Given a function $q=q(t, e)$, where $ e= e(t, v(\tau))$, such that $q = q(t, e(t, v(\tau)))$, how to find the expression for $\frac{dQ}{d \tau}$ if
$$Q(\tau) = \int_0^\tau q(t, e(t, v(\tau))) dt$$
such that
$$ \frac{dQ}{d \tau} = \frac{d}{d\tau} \left( \int_0^\tau q(t, e(t, v(\tau))) dt \right) $$
where the integrand is a function of the integral limits through composition?
I'm thinking that the Leibniz integral rule might come in handy (link below), but I am having troubles applying it due to the composition. Any ideas, tips, or thoughts are appreciated.
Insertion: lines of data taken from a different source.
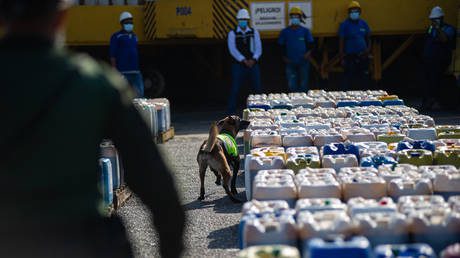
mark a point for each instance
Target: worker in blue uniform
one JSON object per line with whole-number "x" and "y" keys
{"x": 355, "y": 49}
{"x": 437, "y": 55}
{"x": 245, "y": 48}
{"x": 297, "y": 43}
{"x": 124, "y": 55}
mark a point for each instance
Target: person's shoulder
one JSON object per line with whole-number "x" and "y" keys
{"x": 305, "y": 29}
{"x": 100, "y": 77}
{"x": 345, "y": 22}
{"x": 363, "y": 22}
{"x": 116, "y": 34}
{"x": 450, "y": 28}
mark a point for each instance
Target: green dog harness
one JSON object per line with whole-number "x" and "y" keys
{"x": 229, "y": 143}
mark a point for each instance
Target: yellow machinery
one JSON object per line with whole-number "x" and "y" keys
{"x": 187, "y": 21}
{"x": 211, "y": 19}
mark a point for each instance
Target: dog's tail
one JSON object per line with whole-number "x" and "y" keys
{"x": 212, "y": 139}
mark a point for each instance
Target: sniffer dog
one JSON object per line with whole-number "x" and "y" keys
{"x": 218, "y": 152}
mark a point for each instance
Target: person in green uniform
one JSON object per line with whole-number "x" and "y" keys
{"x": 56, "y": 108}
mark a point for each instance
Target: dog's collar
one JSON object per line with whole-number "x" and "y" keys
{"x": 223, "y": 131}
{"x": 230, "y": 144}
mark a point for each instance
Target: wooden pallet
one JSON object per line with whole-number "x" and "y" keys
{"x": 166, "y": 136}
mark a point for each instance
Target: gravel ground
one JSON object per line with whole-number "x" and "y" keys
{"x": 212, "y": 225}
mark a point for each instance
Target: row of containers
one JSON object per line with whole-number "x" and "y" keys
{"x": 157, "y": 115}
{"x": 348, "y": 174}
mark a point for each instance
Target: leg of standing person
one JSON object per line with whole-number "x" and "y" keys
{"x": 132, "y": 81}
{"x": 304, "y": 72}
{"x": 237, "y": 76}
{"x": 292, "y": 77}
{"x": 363, "y": 80}
{"x": 139, "y": 85}
{"x": 255, "y": 79}
{"x": 440, "y": 82}
{"x": 348, "y": 74}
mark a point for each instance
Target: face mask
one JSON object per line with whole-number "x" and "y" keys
{"x": 354, "y": 15}
{"x": 128, "y": 27}
{"x": 243, "y": 23}
{"x": 60, "y": 39}
{"x": 437, "y": 21}
{"x": 295, "y": 21}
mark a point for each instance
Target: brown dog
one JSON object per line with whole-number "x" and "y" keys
{"x": 219, "y": 153}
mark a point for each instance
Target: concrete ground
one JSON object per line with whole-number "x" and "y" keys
{"x": 212, "y": 225}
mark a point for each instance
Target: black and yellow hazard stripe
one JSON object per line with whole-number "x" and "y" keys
{"x": 224, "y": 16}
{"x": 150, "y": 21}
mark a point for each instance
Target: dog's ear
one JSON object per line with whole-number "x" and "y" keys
{"x": 220, "y": 123}
{"x": 243, "y": 124}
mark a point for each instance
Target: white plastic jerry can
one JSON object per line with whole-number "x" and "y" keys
{"x": 253, "y": 164}
{"x": 322, "y": 223}
{"x": 383, "y": 228}
{"x": 366, "y": 185}
{"x": 319, "y": 204}
{"x": 265, "y": 138}
{"x": 360, "y": 205}
{"x": 271, "y": 230}
{"x": 269, "y": 251}
{"x": 277, "y": 186}
{"x": 106, "y": 183}
{"x": 339, "y": 161}
{"x": 318, "y": 186}
{"x": 109, "y": 151}
{"x": 419, "y": 203}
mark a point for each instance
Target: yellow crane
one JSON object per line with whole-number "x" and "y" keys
{"x": 188, "y": 21}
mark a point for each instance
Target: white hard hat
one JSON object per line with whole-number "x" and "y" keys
{"x": 436, "y": 12}
{"x": 125, "y": 15}
{"x": 243, "y": 14}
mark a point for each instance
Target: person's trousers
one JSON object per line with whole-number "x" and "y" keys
{"x": 434, "y": 70}
{"x": 136, "y": 81}
{"x": 241, "y": 74}
{"x": 95, "y": 238}
{"x": 298, "y": 76}
{"x": 356, "y": 73}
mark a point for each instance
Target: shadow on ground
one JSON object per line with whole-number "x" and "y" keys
{"x": 219, "y": 239}
{"x": 221, "y": 205}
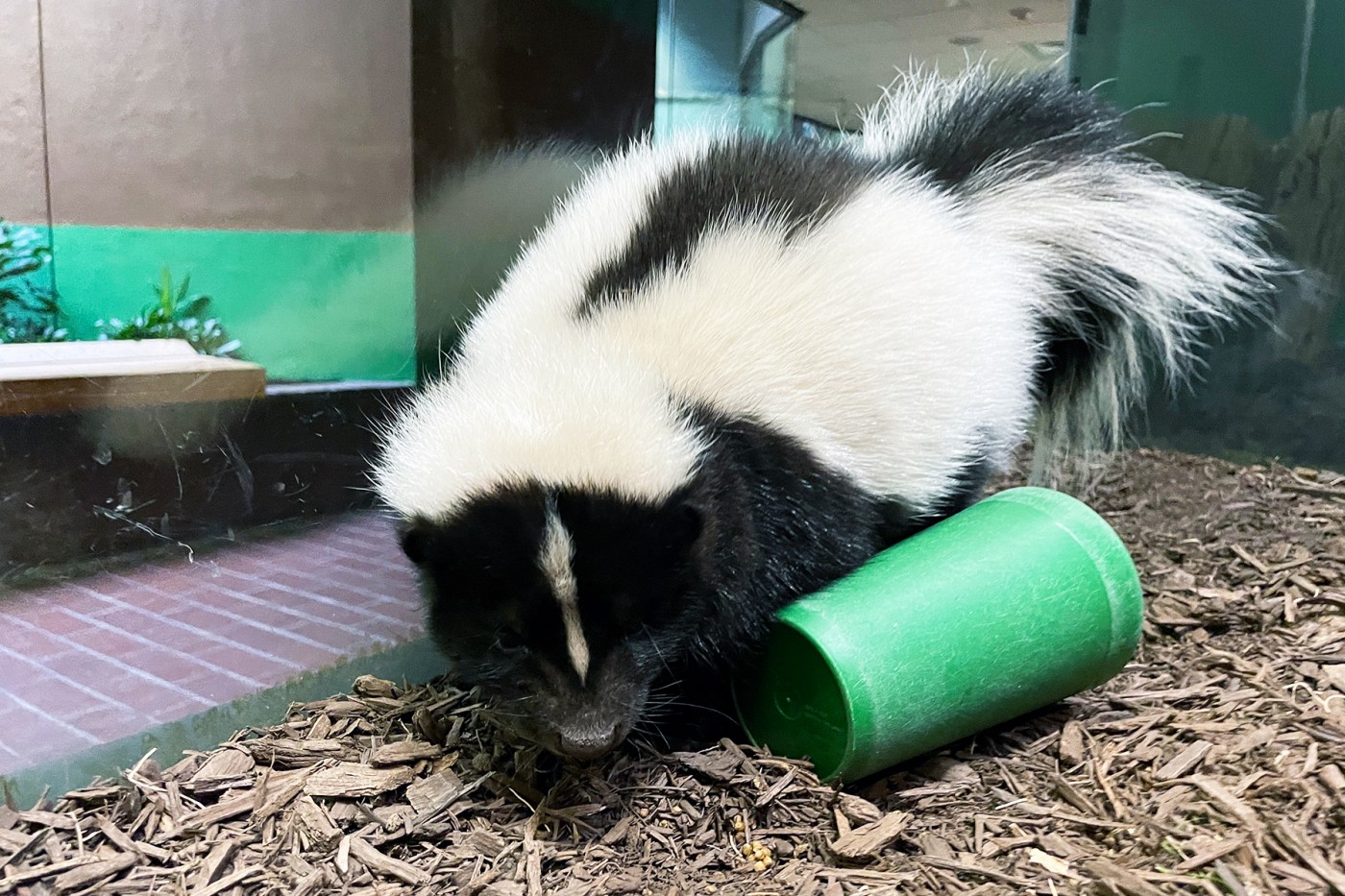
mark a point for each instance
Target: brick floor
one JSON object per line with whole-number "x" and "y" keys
{"x": 100, "y": 658}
Leibniz integral rule link: https://en.wikipedia.org/wiki/Leibniz_integral_rule
Let $$ F(a, b) = \int_0^a q(t, e(t, v(b))) dt $$ Then $Q(\tau) = F(\tau, \tau)$, and using the chain rule from multivariable calculus we have $$ \frac{dQ}{d\tau} = \frac{\partial F}{\partial a}\frac{da}{d\tau} + \frac{\partial F}{\partial b}\frac{db}{d\tau}. $$ Here, $a(\tau) = b(\tau) = \tau$ and hence $$ \frac{dQ}{d\tau} = \frac{\partial F}{\partial a}(\tau, \tau) + \frac{\partial F}{\partial b}(\tau, \tau) \\ = q(t, e(v(\tau))) + \int_0^\tau \frac{\partial q}{\partial e}\frac{\partial e}{\partial v}\frac{dv}{d\tau}dt, $$ where I've assumed all the functions are sufficiently differentiable to allow differentiating under the integral sign.